Incorporating irrevocable living trust into your estate plan come to the number of benefits but chief among them are that it helps to avoid the probate process which can be lengthy and costly to an estate. The second is that it helps you in the event of an incapacity so if you find yourself incapacitated after an accident or perhaps after developing dementia, the document would dictate who’s to take over your trust and will give them access to your money in order to pay for your care.
We, at Walser & Herman Law Firm, provide a revocable living trust for our clients. A revocable living trust is one that is very helpful in avoiding probate. Let’s start by defining what probate means. Probate is the process by which the law court sees to the distribution of property that belongs to a deceased person at the time of death after all the debts and taxes of the deceased have been paid in full.
During your lifetime, you are allowed to transfer ownership of your assets to a revocable trust. This is done so that these assets are owned by the revocable trust after your death and is, therefore, subject to probate.
The properties in a revocable trust can be revoked, meaning it can be taken back or the terms of the trust can be changed, as long as you are alive and deemed competent to make such decisions. Your creditors can take those assets during your lifetime if you owe them money because you retain control of the trust. However, the trust makes it more difficult for creditors to access these assets.
A revocable trust can become irrevocable after the death of the grantor.

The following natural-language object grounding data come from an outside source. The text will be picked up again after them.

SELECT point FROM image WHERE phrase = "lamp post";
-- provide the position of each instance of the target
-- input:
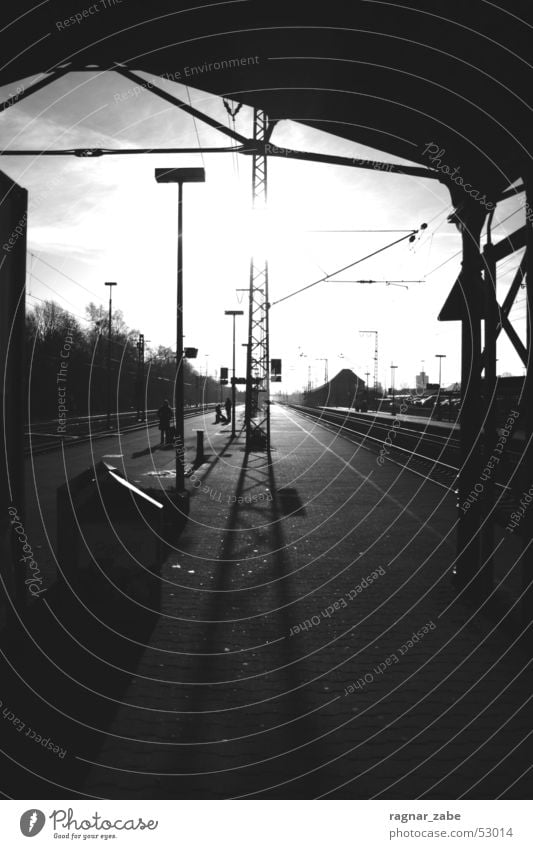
(440, 358)
(233, 313)
(179, 176)
(393, 408)
(110, 319)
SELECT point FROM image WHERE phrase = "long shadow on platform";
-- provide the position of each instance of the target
(264, 741)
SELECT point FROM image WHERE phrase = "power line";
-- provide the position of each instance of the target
(58, 270)
(410, 235)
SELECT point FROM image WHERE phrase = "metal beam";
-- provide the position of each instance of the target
(505, 308)
(368, 164)
(185, 107)
(94, 152)
(510, 244)
(32, 88)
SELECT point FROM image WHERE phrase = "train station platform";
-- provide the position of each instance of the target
(308, 643)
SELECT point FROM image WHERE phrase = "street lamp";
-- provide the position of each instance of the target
(109, 354)
(233, 313)
(393, 408)
(440, 358)
(179, 176)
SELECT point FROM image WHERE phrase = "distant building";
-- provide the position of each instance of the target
(346, 389)
(421, 382)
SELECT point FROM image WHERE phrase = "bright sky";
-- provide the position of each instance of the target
(107, 219)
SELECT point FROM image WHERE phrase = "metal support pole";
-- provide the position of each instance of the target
(178, 384)
(470, 419)
(234, 314)
(490, 427)
(109, 331)
(258, 362)
(233, 388)
(527, 461)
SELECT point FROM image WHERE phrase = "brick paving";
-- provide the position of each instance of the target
(281, 661)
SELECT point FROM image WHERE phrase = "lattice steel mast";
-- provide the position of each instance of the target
(257, 413)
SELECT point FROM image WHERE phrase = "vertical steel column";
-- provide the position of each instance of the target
(257, 411)
(491, 322)
(527, 461)
(470, 219)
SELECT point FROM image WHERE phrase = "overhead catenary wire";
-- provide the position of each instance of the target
(409, 235)
(63, 274)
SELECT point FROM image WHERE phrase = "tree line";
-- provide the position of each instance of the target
(62, 352)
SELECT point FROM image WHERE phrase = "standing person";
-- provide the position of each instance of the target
(165, 417)
(218, 415)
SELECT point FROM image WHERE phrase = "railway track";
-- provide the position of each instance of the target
(422, 450)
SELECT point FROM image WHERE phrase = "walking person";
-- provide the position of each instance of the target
(165, 417)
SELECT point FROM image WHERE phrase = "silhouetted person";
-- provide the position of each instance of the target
(165, 417)
(218, 415)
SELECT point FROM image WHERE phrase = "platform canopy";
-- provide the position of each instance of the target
(395, 76)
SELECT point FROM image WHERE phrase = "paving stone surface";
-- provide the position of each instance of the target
(306, 641)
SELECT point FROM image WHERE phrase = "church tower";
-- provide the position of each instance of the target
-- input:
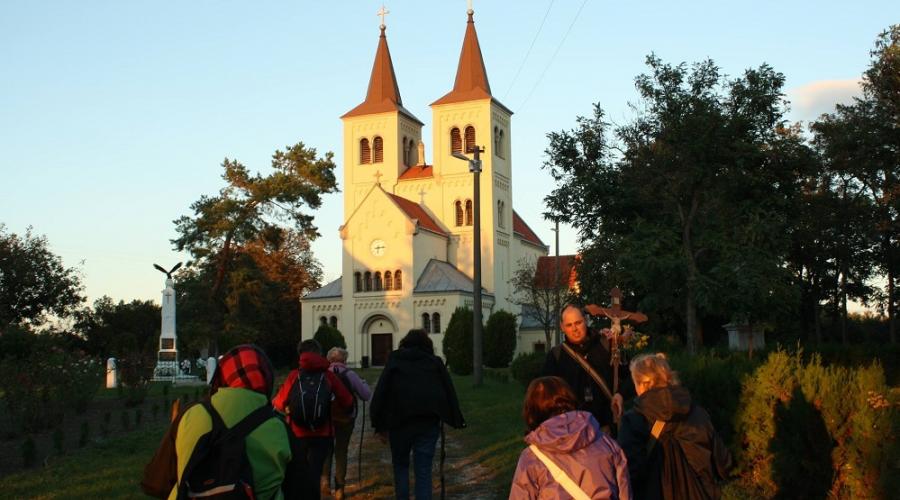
(381, 137)
(465, 117)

This implies that the assets that have been entrusted into the trust cannot be taken back, and they must be given out to the beneficiaries of the trust as directed by the trust document.
You need to meet and speak with a competent attorney to come up with a well thought out plan for preserving your assets for long-term care planning.
To protect your assets, you need to meet and speak with a competent attorney to come up with a well-thought-out plan for preserving your assets for long-term planning.
With the Deficit Reduction Act of 2005, it is much more difficult to meet the requirements for Medicaid as a citizen age 65 and older in need of long-term health care. The most severe consequence of this act is the directive that transfers made within a “Medicaid look-back period” would render a person ineligible for Medicaid services.
With this five-year look-back period taken into consideration, and given the complexity of the application process, many people have been reluctant to engage in Medicaid planning.
However, Medicaid planning should be employed to counter these adverse requirements and protect one’s assets.
For those who may be wary of expending their savings due to the high cost of long-term care, a transfer of assets, following a well thought out plan is highly recommended. Transfer of assets, if done correctly, can be beneficial.
There are some asset protection strategies that could prove very useful, such as Federally exempted funds, Caregiver agreements, and Pooled income trust.
Improperly moving your assets. If you improperly move your assets it may qualify as a gift or uncompensated transfer, which if done within the last five years prior to application, you could be penalized for.
There are many ways one can make a mistake when dealing with Medicaid asset protection planning. There is a very complex system with some rules that must be followed, and failure to follow them could lead to the offender been penalized.
One of the mistakes that many people tend to make is the $15,000 per year gifting allowance. It is important to note that this is not a Medicaid rule but an IRS rule. In the Medicaid world, failure to comply with this rule will result in penalization for a full five years from obtaining any Medicaid coverage.
Another mistake many people make is their failure to pre-plan. Most people do not consider the possible need for long-term care at a time when they are still young and healthy.
However, pre-planning is the surest way to avoid the possibility of losing a lifetime of savings to the costs of long-term care. This is how it works; If you are young enough and can qualify, a long-term insurance plan should be considered and purchased.
Talking about common mistakes, people make in their dealings with us; the late application is a prevalent one. The timing of a Medicaid application is very crucial. If you intend your savings to be used for your long-term care needs, make a claim right away.